NEGROS


(Imagen tomada de Internet)

Entonces el enésimo negro de la noche se paró frente a mí para ofrecerme películas y discos. Estiró la mano sin decir nada. Lo miré por encima de las gafas. Seguro que le mire mal, siempre miro mal aunque no quiera, no necesariamente a los negros, miro mal cuando miro por primera vez. Fuerzo la vista sobre las gafas, se me frunce el entrecejo y se me forman unos pliegues que me endurecen el rostro. También comprimo la boca y como apenas tengo labios, bajo la nariz se me dibuja una línea delgada y dura, un tajo de última hora para rematar una cara inacabada.
Como envejezco, ahora tengo más arrugas y necesito forzar más el rostro para demostrar alegría. Aquel negro no tenía arrugas, tenía la piel brillante, como las culebras y se le iluminaba por el roce de la luz sobre la capa de sudor que le cubría la cara.

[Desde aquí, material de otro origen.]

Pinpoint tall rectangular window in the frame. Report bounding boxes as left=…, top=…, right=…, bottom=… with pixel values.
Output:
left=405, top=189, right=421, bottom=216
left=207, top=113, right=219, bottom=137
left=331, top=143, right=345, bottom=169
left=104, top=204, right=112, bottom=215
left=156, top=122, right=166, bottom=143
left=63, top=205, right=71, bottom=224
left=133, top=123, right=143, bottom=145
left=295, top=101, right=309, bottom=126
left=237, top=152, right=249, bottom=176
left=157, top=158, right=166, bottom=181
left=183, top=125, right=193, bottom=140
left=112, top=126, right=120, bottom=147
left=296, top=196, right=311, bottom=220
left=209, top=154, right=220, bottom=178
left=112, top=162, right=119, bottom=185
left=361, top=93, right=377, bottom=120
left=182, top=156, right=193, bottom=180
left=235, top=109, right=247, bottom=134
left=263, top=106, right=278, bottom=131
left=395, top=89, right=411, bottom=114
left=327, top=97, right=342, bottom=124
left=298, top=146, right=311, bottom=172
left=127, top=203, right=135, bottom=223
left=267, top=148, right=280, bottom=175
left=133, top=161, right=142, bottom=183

Yo tengo los ojos azules y él los tenía oscuros, puede que negros con perfiles marrones, no me fijé lo bastante. Yo no tengo labios y los suyos eran carnosos y protuberantes, labios de negro, sobran detalles. Yo tengo un color pálido, como la cera o el pergamino y él era como el azabache, negro sin mezcla, virando a azul. Yo sabía donde iba a dormir mal aquella noche y el no sabía si mal dormiría en alguna parte.